All are equal, but not all are treated equally

From its founding, the United States professed that “all men are created equal,” and from its founding, it made a mockery of this core value. People of color were treated as chattel, derided as “savages” and enslaved and degraded at every turn. It is one of the tragic ironies of human history: We don’t usually oppress those we see as fully human. So first we dehumanize, and then we feel licensed to oppress.

The United States has undeniably made progress, but we have also gotten profoundly stuck. Many of us dreamed that the election of an African-American president would usher in a new era, one in which the dreams of Martin Luther King, Jr. and so many others would finally be fulfilled. Yet bigoted demagogues insisted, against all evidence to the contrary, that our first black president simply couldn’t be a real American. The loudest and most repugnant of them is now the Republican nominee for president. Sadly, electing a black man unleashed America’s racial subconscious like nothing else could, and what we are now witnessing is ugly, frightening and frankly devastating.

But leave the president aside. The bodies of African-American men keep piling up, killed by police officers for nothing, it seems, besides being black. White America has made progress since the days of slavery, but it has not yet come to see, feel and believe that all human beings (not just men) are created equal, and that black people are no less human than white people.

If you’re white and you don’t believe that white privilege is real, talk to an African-American parent about “the conversation,” in which they teach their children to be cautious and tentative around officers of the law.
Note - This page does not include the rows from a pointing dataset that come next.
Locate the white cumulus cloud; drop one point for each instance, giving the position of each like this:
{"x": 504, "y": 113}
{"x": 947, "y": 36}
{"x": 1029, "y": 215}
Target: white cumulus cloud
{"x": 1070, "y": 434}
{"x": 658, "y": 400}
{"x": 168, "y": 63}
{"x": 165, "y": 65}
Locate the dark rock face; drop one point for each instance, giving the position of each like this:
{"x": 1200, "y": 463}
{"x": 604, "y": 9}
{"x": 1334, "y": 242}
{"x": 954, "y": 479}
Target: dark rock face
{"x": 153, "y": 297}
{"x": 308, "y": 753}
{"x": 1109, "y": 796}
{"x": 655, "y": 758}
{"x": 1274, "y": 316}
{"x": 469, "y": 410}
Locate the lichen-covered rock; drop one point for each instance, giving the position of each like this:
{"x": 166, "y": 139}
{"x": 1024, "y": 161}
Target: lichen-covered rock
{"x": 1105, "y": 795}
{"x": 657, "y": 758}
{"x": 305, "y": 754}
And if you don’t believe that white privilege is real, you aren’t looking hard enough. I had an experience not long ago that is seared into my consciousness. I participated in a nonviolent protest on the Upper West Side of Manhattan after a group of New York City police officers had killed Eric Garner. As he was about to arrest me, a police officer looked at the prayer shawl I was wearing and gingerly asked, “Sir, is it OK if I touch this?” I almost broke into tears. The contrast between the treatment I, a well-connected white man, received, and the treatment Eric Garner, a poor African-American man, received, has haunted me every day since.

There are concrete issues to address about police brutality and accountability. But there is also a much more fundamental issue to confront: do white Americans really believe that African-American people matter, and matter just as much as they do?

I’m a rabbi, and in moments like this I turn to the Bible for guidance and inspiration. Over the past few days, I’ve been unable to stop thinking about this: In the first chapter of Genesis, as God proceeds through the work of creation, the Bible repeatedly draws our attention to the dazzling variety of what God makes. Genesis 1 reads like a hymn to biodiversity: God does not just create vegetation, God creates vegetation “of every kind”; God does not just create animals, God creates animals “of every kind.” Similarly with sea creatures, birds and beasts, the Bible seems to revel in the breathtaking multifariousness of God’s creation. As we progress through the chapter, we come to expect that everything God brings into existence will be created in stunning and multi-colored diversity.

But then comes the creation of the human being, and suddenly we hear nothing at all about diversity. The omission is striking — the Bible is suggesting that in contrast to vegetation and the (rest of the) animal kingdom, there simply are no kinds of human beings. We are all descended from Adam, the ancestor to us all. Only after we establish that fact, can we safely, responsibly, go on to celebrate and defend human diversity.

Jews don’t just read the Bible, though; we also read our traditional commentators. One of the most startling comments in the history of Judaism is that of Rabbi Abraham ibn Ezra, who observes that in the eyes of God, there is ultimately no distinction between “those who oppress” and “those who witness the oppression and keep silent.” This is haunting, and daunting, but more importantly, it is intensely demanding. In a society where some are oppressed, all are implicated.

We are all implicated in deeper ways as well. As American citizens, we do not have the privilege of standing outside and asking whether or not we should get involved. The police in this country work for us, for all of us — they often do wonderful, courageous and exemplary work — and their actions thus involve and implicate us. Just as we celebrate the enormous good that they do, we are ashamed when their behavior is far less than exemplary.

Ibn Ezra’s question, then, ought to be ours: As human dignity is trodden and trampled upon again and again (and again), what will we do? We have the psychological ability to turn away, but we have the moral obligation to respond and take action.

All human beings are created equal, but we are not treated equally. As the Bible reminds us, there is no “we” and “they” here; there is only humanity. We are all involved, and we are all implicated. The only question is whether and when we will all respond. The hour is late, the time is now.